Parent has rendered his Hill of Art in light grey and sunshine yellow with the odd mesh-like transparent wall. The effect is rather calming and you are drawn around the space and encouraged to linger and lounge. Sixteen works are taken from the Tate collection, selected by Parent, which is important. This is a place of display: a conversation between art and architecture and not just a nostalgic architectural show-home. Two strands of Parent’s aesthetic interest can be identified: geometric abstraction (with works from Gillian Wise and even a little Carlos Cruz-Diez tucked in somewhere) and works that explore what architecture is or could be (Gustav Metzger, for example, or Francis Picabia).

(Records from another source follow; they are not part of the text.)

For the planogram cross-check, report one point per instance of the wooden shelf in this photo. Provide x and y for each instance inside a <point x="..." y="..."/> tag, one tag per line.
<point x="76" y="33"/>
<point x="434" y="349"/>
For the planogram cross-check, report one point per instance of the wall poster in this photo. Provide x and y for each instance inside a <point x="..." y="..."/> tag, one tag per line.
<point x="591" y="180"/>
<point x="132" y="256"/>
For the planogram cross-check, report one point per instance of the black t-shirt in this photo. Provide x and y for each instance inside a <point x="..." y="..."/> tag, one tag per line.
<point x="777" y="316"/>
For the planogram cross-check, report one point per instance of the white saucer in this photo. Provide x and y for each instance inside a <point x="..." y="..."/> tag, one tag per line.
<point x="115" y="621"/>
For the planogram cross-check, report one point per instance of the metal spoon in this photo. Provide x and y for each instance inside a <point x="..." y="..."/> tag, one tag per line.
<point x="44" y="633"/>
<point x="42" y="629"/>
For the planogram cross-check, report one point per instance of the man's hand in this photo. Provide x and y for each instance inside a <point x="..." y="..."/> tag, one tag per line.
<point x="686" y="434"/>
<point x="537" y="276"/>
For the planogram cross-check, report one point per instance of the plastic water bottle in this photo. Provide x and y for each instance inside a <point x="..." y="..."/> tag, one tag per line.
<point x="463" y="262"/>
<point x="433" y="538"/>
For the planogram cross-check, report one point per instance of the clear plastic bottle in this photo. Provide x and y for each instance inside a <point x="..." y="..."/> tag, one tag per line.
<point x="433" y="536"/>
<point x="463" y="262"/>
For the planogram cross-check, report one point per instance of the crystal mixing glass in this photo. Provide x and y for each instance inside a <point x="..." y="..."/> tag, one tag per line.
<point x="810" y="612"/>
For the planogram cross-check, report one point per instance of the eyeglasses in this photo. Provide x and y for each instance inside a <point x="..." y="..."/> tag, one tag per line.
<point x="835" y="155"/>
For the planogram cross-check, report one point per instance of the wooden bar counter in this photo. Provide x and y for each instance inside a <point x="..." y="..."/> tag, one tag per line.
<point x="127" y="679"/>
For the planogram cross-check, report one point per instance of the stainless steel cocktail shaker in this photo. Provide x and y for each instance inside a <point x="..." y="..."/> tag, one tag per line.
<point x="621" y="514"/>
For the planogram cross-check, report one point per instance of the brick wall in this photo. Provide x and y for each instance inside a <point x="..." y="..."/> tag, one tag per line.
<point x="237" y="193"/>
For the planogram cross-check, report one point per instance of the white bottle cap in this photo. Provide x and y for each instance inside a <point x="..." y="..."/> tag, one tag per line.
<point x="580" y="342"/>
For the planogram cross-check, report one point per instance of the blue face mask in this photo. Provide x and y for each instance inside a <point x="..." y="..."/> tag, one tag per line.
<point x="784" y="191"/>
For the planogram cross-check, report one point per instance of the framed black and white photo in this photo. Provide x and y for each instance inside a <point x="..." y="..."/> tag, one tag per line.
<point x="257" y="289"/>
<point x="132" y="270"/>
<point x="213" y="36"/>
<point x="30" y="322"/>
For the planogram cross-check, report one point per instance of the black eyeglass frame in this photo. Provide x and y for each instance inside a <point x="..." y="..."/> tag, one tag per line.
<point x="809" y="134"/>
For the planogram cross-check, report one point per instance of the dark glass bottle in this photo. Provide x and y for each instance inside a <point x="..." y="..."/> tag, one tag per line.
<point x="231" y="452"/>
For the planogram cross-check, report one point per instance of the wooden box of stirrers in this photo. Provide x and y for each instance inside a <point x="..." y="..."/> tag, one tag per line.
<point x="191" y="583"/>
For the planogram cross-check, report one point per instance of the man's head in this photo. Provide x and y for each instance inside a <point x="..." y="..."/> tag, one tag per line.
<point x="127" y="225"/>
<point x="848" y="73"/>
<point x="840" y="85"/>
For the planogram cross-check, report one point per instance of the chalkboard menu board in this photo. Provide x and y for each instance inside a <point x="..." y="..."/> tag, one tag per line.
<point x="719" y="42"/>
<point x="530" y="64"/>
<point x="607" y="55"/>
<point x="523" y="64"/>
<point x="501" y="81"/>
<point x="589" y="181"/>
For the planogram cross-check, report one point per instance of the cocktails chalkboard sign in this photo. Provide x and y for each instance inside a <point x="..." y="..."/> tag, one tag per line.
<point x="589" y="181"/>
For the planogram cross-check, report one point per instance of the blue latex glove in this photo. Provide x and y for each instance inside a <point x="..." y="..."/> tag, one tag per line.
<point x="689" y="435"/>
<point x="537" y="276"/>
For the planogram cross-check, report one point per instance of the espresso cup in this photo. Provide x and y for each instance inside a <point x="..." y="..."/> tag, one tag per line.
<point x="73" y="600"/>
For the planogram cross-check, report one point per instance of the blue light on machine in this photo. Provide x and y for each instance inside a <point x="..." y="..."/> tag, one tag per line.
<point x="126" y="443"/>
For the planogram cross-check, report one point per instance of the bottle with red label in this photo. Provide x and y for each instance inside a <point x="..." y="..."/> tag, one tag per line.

You have to explore the space; this is not one to make one round and you’re done. Climbing the hill to discover Roy Lichtenstein’s iridescent blue Moonscape (1965) on the balcony, or rounding a dark corner to find Mark Leckey’s Felix Gets Broadcasted (2007). The process is repeatable, enjoyable, the ideas complex and satisfying. Thanks, Parent, I like my art like this.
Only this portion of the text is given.